Every Friday morning, the weekly Fortune 500 Power Moves column tracks Fortune 500 companies C-suite shifts—see the most recent edition.
– UKG announced the appointment of Jim Joudrey as CTO, joining the workforce management and human resources software provider to oversee the 4,000 global engineering and cloud teams. Joudrey will serve on the UKG executive leadership team and report to CEO Jennifer Morgan. He most recently served as a VP at Amazon and spent a decade at the tech giant, including leadership roles spanning financial systems, supply chain, and in Amazon Web Services infrastructure.
– The Postal Service has elevated Gary Reblin to the role of CTO, after he previously held the position on an acting basis since June. Reblin succeeds Scott Bombaugh, who retired after a 38-year career at the government agency. Reblin initially joined USPS in 1991, previously serving as applied engineering VP and holding executive roles in several areas, including shipping services and product innovation.
– Realtor.com announced the appointment of Janakiraman Karthikeyan as CTO, joining the real estate listings website after most recently serving as VP of technology at online pet food retailer Chewy.
– Jackson Walker named Bill Finner at CIO, expanding his oversight of the Texas-based law firm’s information systems and technology infrastructure. Finner joined Jackson Walker in 2009 and most recently served as director of networking and technical infrastructure.
– Voyager Technologies appointed Paul Tilghman as CTO, joining the space and defense technology company after most recently serving as a chief engineer at defense tech provider Anduril Industries. Earlier in this career, he worked for Microsoft’s Azure space connectivity organization and also held leadership roles at Lockheed Martin’s advanced technology laboratories.

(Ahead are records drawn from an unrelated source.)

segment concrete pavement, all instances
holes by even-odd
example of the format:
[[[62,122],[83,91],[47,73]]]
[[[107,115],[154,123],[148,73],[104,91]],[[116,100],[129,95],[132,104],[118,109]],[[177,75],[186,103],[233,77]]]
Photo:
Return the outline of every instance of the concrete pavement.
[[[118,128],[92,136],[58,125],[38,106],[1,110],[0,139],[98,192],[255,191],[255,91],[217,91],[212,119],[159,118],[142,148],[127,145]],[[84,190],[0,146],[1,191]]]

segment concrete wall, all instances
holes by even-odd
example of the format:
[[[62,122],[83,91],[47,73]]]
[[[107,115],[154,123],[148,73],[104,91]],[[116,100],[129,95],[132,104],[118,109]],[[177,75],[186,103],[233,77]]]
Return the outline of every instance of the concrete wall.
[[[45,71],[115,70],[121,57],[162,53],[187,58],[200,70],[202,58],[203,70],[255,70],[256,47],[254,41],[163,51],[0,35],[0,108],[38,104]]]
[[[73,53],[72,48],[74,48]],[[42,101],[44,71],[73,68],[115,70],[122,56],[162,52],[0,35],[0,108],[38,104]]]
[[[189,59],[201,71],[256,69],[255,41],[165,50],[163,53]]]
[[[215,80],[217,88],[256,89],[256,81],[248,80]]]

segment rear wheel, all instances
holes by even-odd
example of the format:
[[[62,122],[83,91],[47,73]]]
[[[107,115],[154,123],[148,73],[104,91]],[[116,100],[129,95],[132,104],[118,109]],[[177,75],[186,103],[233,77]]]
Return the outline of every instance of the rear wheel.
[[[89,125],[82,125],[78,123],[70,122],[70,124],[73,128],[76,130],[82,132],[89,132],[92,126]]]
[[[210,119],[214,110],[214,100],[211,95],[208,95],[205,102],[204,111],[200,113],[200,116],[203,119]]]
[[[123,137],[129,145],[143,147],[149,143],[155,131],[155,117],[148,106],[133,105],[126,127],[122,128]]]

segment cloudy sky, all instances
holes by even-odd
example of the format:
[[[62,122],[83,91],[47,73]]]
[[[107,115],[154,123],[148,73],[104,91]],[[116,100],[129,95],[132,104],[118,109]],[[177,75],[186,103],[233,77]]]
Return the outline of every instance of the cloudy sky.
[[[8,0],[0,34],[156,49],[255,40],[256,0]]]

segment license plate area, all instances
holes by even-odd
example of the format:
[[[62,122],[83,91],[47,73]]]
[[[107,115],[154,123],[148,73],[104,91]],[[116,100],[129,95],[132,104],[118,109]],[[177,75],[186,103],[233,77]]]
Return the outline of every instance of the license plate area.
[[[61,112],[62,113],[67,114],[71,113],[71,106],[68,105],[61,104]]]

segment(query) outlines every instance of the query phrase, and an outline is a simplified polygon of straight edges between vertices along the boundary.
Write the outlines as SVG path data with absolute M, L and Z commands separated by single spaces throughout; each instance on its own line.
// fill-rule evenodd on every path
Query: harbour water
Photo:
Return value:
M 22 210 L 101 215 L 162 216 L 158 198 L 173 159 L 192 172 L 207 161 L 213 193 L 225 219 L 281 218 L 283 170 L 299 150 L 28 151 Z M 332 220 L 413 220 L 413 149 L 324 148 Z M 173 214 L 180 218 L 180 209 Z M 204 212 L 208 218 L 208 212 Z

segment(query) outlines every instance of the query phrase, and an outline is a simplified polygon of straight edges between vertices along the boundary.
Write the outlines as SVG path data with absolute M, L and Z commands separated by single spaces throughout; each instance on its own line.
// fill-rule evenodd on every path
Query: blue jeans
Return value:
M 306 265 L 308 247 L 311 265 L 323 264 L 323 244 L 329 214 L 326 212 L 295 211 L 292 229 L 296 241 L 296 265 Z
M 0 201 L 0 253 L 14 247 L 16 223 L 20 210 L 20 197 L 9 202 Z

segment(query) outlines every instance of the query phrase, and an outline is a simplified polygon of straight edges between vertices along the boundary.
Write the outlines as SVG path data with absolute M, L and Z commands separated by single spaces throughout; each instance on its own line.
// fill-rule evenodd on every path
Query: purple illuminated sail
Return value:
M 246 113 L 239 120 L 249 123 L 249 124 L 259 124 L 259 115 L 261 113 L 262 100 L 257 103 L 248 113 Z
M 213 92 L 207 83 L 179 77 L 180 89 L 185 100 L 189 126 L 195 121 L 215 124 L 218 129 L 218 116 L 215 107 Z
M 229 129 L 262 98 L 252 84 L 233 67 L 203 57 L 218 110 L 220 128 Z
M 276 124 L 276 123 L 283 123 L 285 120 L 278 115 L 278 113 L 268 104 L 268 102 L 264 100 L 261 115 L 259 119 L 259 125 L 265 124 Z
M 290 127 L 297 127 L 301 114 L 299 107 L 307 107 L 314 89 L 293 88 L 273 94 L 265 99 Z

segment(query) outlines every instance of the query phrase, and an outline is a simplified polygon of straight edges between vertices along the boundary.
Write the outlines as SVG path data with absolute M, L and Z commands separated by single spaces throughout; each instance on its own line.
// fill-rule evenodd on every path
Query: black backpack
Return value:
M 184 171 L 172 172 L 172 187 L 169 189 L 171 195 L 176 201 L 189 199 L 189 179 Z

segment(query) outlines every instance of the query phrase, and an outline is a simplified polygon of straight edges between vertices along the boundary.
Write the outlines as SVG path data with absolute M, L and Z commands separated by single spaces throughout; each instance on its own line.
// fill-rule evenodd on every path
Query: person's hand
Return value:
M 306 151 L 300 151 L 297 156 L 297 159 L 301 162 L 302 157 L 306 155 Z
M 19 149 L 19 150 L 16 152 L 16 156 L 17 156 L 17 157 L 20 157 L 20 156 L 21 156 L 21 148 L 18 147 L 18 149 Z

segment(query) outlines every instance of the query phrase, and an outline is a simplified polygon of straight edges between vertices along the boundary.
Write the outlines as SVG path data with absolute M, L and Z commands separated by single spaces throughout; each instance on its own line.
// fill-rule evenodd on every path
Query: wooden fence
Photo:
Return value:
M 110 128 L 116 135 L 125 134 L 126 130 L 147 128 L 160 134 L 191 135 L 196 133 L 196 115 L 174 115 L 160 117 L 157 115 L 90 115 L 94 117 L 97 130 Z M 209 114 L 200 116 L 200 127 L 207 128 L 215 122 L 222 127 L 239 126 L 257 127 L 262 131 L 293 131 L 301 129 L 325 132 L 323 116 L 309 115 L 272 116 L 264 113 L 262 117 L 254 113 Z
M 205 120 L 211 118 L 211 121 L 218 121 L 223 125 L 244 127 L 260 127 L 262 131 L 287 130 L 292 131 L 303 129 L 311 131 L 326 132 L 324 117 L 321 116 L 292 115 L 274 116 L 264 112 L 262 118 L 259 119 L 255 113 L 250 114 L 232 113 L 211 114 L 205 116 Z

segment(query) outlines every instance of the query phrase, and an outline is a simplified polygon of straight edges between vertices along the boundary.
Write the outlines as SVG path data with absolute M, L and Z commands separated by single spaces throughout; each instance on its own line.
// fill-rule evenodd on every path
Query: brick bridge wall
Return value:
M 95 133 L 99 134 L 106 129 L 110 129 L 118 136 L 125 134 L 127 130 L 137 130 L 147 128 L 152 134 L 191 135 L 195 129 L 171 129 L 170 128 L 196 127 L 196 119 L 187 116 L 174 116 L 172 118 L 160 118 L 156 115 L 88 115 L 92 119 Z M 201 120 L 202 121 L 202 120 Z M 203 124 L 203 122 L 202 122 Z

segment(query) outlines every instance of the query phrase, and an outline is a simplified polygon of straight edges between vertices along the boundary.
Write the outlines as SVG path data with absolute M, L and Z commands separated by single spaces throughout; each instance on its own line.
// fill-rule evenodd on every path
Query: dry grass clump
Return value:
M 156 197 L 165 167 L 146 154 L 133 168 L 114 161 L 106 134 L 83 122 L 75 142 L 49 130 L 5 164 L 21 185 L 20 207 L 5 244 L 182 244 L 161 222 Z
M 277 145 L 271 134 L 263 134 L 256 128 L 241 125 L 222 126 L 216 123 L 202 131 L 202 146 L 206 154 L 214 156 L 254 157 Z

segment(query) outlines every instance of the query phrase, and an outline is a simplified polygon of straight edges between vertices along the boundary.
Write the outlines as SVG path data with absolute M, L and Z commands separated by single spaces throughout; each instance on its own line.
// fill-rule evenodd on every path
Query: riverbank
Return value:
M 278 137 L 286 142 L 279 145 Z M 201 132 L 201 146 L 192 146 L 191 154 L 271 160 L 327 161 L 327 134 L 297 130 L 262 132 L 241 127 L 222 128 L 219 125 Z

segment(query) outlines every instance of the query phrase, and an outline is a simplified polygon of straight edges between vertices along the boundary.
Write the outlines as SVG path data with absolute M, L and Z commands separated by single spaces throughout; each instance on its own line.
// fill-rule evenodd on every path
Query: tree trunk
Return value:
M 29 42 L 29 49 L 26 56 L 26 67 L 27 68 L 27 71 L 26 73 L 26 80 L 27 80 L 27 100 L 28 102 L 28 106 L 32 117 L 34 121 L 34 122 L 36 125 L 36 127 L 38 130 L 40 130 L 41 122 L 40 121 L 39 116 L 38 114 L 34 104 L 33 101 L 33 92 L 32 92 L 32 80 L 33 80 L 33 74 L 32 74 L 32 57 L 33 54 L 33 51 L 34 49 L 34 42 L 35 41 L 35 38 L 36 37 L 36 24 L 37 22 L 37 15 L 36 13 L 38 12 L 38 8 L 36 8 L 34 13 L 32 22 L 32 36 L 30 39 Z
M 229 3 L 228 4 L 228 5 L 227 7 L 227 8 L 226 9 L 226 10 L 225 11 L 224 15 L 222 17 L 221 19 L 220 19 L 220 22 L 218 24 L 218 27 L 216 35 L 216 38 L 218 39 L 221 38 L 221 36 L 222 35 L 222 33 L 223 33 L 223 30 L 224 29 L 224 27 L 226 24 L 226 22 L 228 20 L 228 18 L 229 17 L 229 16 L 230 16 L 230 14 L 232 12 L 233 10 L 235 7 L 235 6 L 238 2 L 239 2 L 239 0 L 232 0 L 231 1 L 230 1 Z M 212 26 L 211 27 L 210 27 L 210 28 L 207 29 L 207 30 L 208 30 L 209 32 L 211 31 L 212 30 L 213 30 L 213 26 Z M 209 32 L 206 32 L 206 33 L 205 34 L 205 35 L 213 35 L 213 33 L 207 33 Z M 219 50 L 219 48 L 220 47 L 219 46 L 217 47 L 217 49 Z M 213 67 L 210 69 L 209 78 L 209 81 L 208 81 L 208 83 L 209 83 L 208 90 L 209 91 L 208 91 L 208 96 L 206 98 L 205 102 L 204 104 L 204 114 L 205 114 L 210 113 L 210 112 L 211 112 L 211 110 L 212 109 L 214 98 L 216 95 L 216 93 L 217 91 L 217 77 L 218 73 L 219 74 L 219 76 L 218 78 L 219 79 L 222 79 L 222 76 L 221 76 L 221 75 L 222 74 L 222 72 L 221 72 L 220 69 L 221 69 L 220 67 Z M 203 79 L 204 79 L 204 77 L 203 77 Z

– Aruze Gaming Global announced the appointment of Srini Adiraju as CTO, joining the slot machines manufacturer after most recently serving as VP of engineering at automotive electronics supplier Visteon. He also spent 14 years at WMS Gaming and Scientific Games, where he designed and launched features for slot machines.
– SubjectWell appointed Steve Ciske as CTO, where he will oversee the company’s AI strategy and also ensure security and compliance practices. Ciske joins the clinical trials patient recruitment provider after most recently serving as VP of global technology services for cruise operator Carnival, CTO at women’s handbag and accessories purveyor Thirty-One Gifts, and CTO at eyewear provider EssilorLuxottica.